İnstagram Tugceakbba
Keyifli okumalar.
6.bölüm-Siyah ve beyaz
Kalp neden bu kadar bağımsız ve özgür yaşamayı seviyor?
Neden sana sormadan, seni umursamadan birini gördüğünde patlayacak şekilde çarpıp ona aşık oluyor?
Bu haksızlık değil mi? Senin de kalbinin atacağı kişiyi seçme veyahut atacağı kişiden haberinin olması gerekmiyor mu?
Yapmıyordu kendi seçip, kendisi ona atıyordu sen ise sadece kulaklarını sağır eden o sesi her bir hücreyle hissediyor, duyuyorsun.
Karşımda duran yeşil seccadesin üzerine de oturan ve bana bakan adamı gördüğüm o anda iste kalbim benden bağımsız hızlıca atmaya başlamıştı.
Öyle hızlı ve sesli atıyordu ki şuan bana bakan bu adamın bu sesi duymasında deli gibi korkuyordum.

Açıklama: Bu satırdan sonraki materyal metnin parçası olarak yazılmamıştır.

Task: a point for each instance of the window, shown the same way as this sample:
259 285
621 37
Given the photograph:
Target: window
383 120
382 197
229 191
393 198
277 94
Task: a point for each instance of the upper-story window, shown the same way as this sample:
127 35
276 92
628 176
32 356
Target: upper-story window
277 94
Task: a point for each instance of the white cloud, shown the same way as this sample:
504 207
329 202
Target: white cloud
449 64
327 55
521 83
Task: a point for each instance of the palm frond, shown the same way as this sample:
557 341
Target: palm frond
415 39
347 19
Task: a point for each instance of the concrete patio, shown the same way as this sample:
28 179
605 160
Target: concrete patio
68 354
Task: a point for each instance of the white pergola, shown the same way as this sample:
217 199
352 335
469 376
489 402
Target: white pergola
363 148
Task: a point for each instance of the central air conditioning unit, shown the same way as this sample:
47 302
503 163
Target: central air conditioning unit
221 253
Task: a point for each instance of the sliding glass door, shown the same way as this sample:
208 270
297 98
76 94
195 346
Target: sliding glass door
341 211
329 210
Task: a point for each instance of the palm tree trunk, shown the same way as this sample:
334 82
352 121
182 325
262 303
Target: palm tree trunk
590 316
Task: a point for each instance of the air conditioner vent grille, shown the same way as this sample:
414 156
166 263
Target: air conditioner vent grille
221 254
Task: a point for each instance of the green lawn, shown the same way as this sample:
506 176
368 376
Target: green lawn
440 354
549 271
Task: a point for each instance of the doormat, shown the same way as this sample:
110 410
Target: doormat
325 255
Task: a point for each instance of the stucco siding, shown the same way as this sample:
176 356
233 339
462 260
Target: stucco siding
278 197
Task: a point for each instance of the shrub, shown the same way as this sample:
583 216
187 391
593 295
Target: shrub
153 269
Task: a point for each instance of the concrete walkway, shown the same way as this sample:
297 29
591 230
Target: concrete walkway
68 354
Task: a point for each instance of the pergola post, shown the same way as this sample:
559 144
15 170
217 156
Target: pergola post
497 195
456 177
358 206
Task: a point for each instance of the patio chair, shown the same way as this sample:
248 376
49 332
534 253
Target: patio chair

'Hey kalbim kendine sahip çık' diyerek ona komut vermeye çalışıyordum ama o kesinlikle benim dinlemiyor ve aynı hızla atmaya devam ediyordu."İyi misiniz?" Bir kez daha Cihan bey konuştuğun da artık cevap vermem gerektiğini biliyordum ama veremiyordum ve susmaya devam ediyordum.
Neden böyle olmuştu, neden beni dinlemiyordu bu kalp?
Ben donmuş bir şekilde, sırtımı kapıya dayamış halde dururken Cihan beyde, oturmuş olduğu seccadeden kalkıp ve seccadesini katlayıp ayakta bu kez bana bakarken "Bir sorun mu var?" Diyerek kaşlarını kaldırarak sorduğun da bu kez, ne yaptığımın şimdi farkına varınca, hızlıca bakışlarımı ondan çekip "Hayır yanlışlıkla girdim ben kusura bakmayın." Diyerek ve Cihan beyin konuşmasına fırsat bile vermeden girmiş olduğum o kapıdan aynı hızlıca ayrılıp çıktım.
Odadan çıktığım etrafta kimse yoktu ve ben bu kez o çıkmış olduğum kapıya sırtımı dayatarak elimi kalbime koyarak onun susmasını beklemedim.
Ama o çok hızlı atıyordu ve benim dizlerimde derman bile kalmamıştı. Neden böyle olmuştu ve en önemlisi ben nasıl olurda böyle pervasızca bir hareket yapıp odaya girerim? Çok utanmıştım?
Atan kalbimin sesini duyuyor oluşundan, izinsiz odasına girdiğin için, ve alık, alık adamın suratına baktığım için hepsinde utanmıştım.
Daha fazla burada durup kendimi utandıracak bir duruma sokmamak için hızlıca o kapının önünden de ayrılıp Vera'nın yanına gittim.
Belki bu deli, hoyrat kalbim biraz kendine gelirdi o sırada...
***
Günler çok acımasızdı, sormadan hızlı bir şekilde akıp gidiyordu.
Oysa belki ben belki sadece bir günde kalmak ve onu uzun uzun yaşamak isteyeceğim ama yok o acımasızca gelip geçiyordu. O bize değil biz ona ayak uydurmak zorunda kalıyorduk.
Tıpkı bizim küçük, canımız olan Liya öleli on beş gün olduğu gibi ve ben tam on beşin gündür İstanbul'daydım.
Bir daha dönemem dediğim bu şehirde tam on beş gün kalmıştım. Çok hızlı geçmişti günler ve benim artık burada son günlerimdi.
Nasıl geçmişti, nasıl bitmişti? Bilmiyorum sanki daha dün gelmişim gibi hissediyordum ama iki haftadır buradaydım.Bu sürede elbette ki sürekli Vera ile geçirmiştim ve oda birazda olsa toparlanmış, kendine gelmişti. Zaten onun artık iyi olduğunu toparlandığını gördüğüm için gidiyordum yoksa onu asla bırakıp gitmezdim.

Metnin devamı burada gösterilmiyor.